Andrew Noz just recently took back what he said about Nicki Minaj a few years ago, but I still feel like that line that I lifted from him for the title of this post is still a pretty apt description of her. I don’t mean it in a negative way either, I just think it perfectly expresses how thick the layers of abstraction and artifice are around her whole style, how you can’t just listen to her music and get it right away, there’s a lot you have to be clued into in order to grasp what’s going on. Not to say that she’s has some kind of elitist or esoteric slant, it’s all low-brow pop culture idioms that you have to have experience with and appreciation for in order to be on board with her style. Say what you want about it, it is undeniably original and attention-grabbing.
Amber just recently sent me an article that a Huffington Post blogger named DJ Louie XIV wrote about Nicki and the phenomenon of the female rapper, and he brought up some interesting points, but I felt his assessment of the situation was fundamentally flawed in a few ways. In the article, he points out that so far, no female rapper has been able to achieve the longevity that many male rappers have achieved, and wonders about how Nicki Minaj will fare in that regard. He points out that her style and approach differ greatly from the prominent female MCs of the past in that she doesn’t focus on rapping alone to get her message out, even though her skills in that area are hard to question, and she is taking many cues from the largely-white pop scene to gain greater popularity. From the subtext of his writing, it seems pretty clear that DJ Louie XIV is a big fan of hip-hop, and he feels disappointed that Nicki doesn’t stick to the stuff that he enjoys listening to, the rapping, which I can understand. But it’s strange that he points out that all previous prominent female rappers didn’t do what Nicki Minaj is doing now, and is sad about their lack of longevity in the industry, but also criticizes Nicki for not blindly following in their footsteps and suffering their same fate.
I think the male/female thing is a little bit of a red herring here. What’s really going on is a separation between pop and underground, and in those terms, the rules are the same for males and females alike. If you’re going to be widely popular for a long period of time, you have to adjust your style to be appealing to a wide, diverse audience. Popularity is a numbers game to the core, if you don’t have masses of people buying your albums, merchandise, and concert tickets, then you’re not going to have mainstream success, that’s what those terms mean by definition. It’s interesting that he picks Jay-Z as his poster boy for a male rapper that’s enjoyed success for a very extended period of time because Jay-Z was criticized heavily for “going pop” after his first album, Reasonable Doubt. If you listen to Reasonable Doubt and then listen to any other album he’s done since (except maybe The Black Album which he envisioned being his final album and wasn’t as concerned with continuing his career and being widely popular into the future), there is no doubt that he adapted his style and abilities to be more appealing to a wide audience. That’s what mainstream success is. Nicki is doing exactly the same thing. If you listen to “Don’t Stop, Won’t Stop“, you can’t deny that she wasn’t putting as much energy into being appealing to a broad audience as she is now. And now she is widely popular, after adapting her style. If Jay-Z had kept to his pre-pop style, he probably would have skated by with a cult following in the rap community and could have had moderate success for a while, or maybe even a long time, but he couldn’t have had anywhere near the fame and attention he gets now if he hadn’t switched it up. Just like how Nicki would be now if she’d kept to her “Don’t Stop, Won’t Stop” style. They would both be where all the female MCs Louie XIV talks about are, obscure and only moderately appreciated. You have longevity as a mainstream artist if you can consistently make things that a wide number of people will pay money for, period.
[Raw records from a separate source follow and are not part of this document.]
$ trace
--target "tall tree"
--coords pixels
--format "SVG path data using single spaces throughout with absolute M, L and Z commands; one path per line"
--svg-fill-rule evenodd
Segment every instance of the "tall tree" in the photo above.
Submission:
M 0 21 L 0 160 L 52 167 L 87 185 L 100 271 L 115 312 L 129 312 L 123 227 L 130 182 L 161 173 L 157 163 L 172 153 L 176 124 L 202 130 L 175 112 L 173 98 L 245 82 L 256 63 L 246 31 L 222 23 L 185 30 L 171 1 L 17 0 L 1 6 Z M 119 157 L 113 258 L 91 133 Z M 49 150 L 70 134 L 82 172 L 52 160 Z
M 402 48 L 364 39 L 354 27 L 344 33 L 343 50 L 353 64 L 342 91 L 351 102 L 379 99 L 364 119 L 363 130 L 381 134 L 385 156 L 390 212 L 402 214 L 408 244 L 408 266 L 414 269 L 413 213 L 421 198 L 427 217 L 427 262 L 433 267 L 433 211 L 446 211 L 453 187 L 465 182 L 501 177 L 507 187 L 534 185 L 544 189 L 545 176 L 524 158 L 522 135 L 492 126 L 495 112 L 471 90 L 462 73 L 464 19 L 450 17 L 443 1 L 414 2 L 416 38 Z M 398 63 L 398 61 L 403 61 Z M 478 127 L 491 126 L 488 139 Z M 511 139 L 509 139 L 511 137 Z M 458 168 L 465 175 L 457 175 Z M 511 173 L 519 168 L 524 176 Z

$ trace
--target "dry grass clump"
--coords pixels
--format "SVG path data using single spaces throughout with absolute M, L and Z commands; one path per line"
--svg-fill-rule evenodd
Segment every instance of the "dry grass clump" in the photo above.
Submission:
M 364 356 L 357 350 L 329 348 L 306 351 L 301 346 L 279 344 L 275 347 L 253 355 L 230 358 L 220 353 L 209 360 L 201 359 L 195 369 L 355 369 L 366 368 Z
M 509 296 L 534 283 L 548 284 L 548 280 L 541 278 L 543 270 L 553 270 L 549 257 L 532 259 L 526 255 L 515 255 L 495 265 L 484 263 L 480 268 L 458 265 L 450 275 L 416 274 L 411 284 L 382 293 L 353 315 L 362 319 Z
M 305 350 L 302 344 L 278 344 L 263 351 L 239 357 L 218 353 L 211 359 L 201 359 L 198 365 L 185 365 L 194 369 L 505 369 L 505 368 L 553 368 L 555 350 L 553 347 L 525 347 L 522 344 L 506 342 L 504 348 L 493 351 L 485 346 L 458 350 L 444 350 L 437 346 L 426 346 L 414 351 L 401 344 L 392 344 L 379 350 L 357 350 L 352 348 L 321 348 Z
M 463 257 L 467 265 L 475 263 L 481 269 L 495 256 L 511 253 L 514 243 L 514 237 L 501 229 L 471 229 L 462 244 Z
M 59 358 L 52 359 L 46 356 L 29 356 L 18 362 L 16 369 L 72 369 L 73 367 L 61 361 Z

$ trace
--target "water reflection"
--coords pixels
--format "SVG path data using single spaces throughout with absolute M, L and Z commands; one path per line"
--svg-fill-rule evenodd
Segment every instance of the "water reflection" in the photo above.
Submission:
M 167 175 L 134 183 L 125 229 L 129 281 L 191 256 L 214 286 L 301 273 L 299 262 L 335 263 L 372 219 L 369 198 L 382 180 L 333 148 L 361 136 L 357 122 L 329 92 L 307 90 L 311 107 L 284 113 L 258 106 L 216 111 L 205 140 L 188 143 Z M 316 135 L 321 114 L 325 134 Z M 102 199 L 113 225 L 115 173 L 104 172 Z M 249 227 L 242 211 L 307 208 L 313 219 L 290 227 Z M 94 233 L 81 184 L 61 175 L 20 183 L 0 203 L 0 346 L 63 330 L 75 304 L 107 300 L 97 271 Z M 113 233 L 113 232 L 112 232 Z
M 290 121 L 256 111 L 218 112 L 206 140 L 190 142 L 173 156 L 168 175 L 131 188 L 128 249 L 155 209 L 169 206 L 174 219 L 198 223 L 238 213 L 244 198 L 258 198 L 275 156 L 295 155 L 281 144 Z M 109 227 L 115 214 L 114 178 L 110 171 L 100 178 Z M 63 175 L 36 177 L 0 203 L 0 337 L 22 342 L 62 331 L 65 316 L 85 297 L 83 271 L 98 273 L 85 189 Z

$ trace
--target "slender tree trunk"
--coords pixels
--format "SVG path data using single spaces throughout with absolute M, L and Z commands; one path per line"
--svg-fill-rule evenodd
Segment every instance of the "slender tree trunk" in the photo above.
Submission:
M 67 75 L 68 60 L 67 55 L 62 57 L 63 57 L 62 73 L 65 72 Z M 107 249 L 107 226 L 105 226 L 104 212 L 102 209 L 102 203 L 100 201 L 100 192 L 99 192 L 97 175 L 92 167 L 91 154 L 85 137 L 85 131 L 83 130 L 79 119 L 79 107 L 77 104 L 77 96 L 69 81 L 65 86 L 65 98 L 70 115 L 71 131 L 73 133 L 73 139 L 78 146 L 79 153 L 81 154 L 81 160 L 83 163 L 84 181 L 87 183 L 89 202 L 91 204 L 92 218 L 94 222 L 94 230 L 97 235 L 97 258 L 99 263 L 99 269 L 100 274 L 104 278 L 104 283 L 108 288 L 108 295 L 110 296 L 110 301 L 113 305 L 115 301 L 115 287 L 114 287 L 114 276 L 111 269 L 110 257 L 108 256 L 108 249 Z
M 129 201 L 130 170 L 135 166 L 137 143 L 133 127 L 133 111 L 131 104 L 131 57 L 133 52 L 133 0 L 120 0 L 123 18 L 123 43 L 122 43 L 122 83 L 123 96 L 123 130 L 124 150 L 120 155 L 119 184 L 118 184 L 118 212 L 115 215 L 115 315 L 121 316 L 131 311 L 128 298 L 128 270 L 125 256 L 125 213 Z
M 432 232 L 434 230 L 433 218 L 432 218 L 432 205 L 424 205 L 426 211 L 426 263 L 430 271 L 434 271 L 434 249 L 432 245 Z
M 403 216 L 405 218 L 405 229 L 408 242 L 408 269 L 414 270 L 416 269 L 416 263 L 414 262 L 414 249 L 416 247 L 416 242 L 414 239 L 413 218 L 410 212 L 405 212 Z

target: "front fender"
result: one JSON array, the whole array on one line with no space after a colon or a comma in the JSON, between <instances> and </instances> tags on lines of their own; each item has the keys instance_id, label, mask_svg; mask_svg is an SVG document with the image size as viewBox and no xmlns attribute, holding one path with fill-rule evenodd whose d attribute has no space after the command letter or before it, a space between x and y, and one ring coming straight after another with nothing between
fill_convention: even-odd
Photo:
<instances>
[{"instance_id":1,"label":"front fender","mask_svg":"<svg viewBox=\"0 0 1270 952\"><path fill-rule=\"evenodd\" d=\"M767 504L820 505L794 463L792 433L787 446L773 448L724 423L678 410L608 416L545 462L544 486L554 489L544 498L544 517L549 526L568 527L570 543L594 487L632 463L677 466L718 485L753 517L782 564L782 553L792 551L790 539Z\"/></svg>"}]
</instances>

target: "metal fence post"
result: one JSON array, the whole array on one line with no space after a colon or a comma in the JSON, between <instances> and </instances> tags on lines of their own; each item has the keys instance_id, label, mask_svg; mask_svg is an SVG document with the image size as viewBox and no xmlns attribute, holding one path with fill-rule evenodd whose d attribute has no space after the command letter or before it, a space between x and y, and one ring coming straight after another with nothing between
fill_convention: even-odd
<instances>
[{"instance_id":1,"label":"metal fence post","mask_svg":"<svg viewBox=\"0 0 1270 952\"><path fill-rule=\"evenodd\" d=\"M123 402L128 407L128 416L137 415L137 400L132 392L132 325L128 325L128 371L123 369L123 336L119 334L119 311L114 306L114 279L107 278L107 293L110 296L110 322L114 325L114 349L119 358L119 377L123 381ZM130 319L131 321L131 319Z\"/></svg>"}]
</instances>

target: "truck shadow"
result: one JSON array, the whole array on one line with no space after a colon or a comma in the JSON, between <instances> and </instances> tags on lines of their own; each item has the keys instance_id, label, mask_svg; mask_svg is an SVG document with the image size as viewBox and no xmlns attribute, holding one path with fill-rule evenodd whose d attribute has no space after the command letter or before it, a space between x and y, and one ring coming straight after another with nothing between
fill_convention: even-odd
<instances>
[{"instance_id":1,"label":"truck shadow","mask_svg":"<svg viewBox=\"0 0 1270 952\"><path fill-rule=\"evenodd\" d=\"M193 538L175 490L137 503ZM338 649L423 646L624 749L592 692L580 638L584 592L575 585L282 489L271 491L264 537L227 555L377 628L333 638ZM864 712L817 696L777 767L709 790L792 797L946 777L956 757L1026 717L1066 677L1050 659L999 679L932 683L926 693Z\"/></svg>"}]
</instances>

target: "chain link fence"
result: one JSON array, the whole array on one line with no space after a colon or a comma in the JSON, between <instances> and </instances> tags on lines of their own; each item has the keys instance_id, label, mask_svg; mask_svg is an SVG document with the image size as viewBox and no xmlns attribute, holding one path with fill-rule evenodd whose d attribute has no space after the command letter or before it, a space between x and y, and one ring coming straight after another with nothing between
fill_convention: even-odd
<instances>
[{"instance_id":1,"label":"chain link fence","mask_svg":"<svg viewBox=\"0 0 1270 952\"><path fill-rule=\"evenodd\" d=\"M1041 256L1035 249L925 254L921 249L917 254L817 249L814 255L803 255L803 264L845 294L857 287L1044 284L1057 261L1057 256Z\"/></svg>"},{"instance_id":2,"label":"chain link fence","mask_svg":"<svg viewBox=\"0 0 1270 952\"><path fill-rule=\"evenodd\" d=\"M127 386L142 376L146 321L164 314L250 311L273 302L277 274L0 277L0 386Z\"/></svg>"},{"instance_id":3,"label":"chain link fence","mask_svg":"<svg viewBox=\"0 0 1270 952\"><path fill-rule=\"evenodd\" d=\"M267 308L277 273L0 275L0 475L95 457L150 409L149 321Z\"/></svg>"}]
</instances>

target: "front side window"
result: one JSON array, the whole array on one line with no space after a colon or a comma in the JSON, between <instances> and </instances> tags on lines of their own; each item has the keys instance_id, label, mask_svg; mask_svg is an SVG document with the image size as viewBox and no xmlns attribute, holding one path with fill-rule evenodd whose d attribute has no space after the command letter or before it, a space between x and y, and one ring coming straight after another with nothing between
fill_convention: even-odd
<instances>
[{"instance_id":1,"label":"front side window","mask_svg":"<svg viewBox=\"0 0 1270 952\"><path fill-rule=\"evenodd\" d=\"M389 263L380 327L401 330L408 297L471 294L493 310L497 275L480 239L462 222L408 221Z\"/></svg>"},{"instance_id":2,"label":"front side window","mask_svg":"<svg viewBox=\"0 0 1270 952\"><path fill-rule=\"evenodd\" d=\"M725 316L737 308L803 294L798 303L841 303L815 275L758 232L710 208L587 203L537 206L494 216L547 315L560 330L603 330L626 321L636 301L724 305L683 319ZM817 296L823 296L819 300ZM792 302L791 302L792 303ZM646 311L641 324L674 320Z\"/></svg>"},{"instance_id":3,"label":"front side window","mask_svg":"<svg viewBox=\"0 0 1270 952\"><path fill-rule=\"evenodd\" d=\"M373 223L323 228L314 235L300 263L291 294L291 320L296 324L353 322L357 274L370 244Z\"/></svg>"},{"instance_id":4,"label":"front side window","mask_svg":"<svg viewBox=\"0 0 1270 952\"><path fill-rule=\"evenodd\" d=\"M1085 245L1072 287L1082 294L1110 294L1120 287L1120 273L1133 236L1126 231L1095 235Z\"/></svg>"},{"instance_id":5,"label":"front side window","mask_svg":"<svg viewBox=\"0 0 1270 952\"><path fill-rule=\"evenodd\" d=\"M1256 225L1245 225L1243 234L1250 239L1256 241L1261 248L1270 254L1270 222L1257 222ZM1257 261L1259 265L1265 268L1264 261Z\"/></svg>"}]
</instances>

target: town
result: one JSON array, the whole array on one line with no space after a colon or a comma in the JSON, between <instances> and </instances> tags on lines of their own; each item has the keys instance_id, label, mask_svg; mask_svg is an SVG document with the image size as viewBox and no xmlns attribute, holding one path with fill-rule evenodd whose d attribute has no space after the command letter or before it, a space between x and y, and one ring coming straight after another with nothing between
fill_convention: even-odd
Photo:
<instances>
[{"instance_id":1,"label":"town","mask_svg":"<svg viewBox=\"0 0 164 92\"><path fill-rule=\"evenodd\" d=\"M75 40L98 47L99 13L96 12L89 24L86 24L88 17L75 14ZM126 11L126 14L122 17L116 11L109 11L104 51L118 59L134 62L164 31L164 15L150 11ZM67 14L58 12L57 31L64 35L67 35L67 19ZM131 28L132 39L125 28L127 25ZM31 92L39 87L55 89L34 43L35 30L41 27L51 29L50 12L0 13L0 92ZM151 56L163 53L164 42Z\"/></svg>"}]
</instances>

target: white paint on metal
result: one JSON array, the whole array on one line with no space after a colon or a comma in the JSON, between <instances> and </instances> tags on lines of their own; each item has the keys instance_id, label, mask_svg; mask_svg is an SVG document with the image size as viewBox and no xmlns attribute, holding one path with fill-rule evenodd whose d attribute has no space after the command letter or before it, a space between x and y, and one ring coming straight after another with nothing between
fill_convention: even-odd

Where the male/female dynamic does come in is the pressure that is almost assuredly put on female rappers by an industry run predominantly by males and with predominantly male fans. I can’t see how there couldn’t be a lot more skepticism for any female artist trying to make it as a rapper by the rap power structure, so the lengths she must got to just to get noticed and promoted are far greater than what an equally-skilled male rapper would have to go through to gain that same recognition. It’s like any industry controlled by men: the women have to work harder and usually get less pay and recognition than their male counterparts, and I imagine that this extra strain put on the female MC is just too taxing to keep up for a Jay-Z-length career. The industry and the fanbase is just too harsh and unforgiving for the female rapper, and I feel that it’s that factor that is responsible for the ill-fated career of all the once-famous lady MCs out there. Just read the comments in that article, there are countless male rap fans that make blanket generalizations and dismissals of female rappers, it’s no wonder it’ hard for them to make it, especially for extended periods of time.
And maybe the record labels are right, maybe a woman does have to warp and alter herself to the extreme in order to be marketable, and it’s not just the label’s fault, it’s a failure in our society to recognize and value the true greatness of women for their natural born qualities.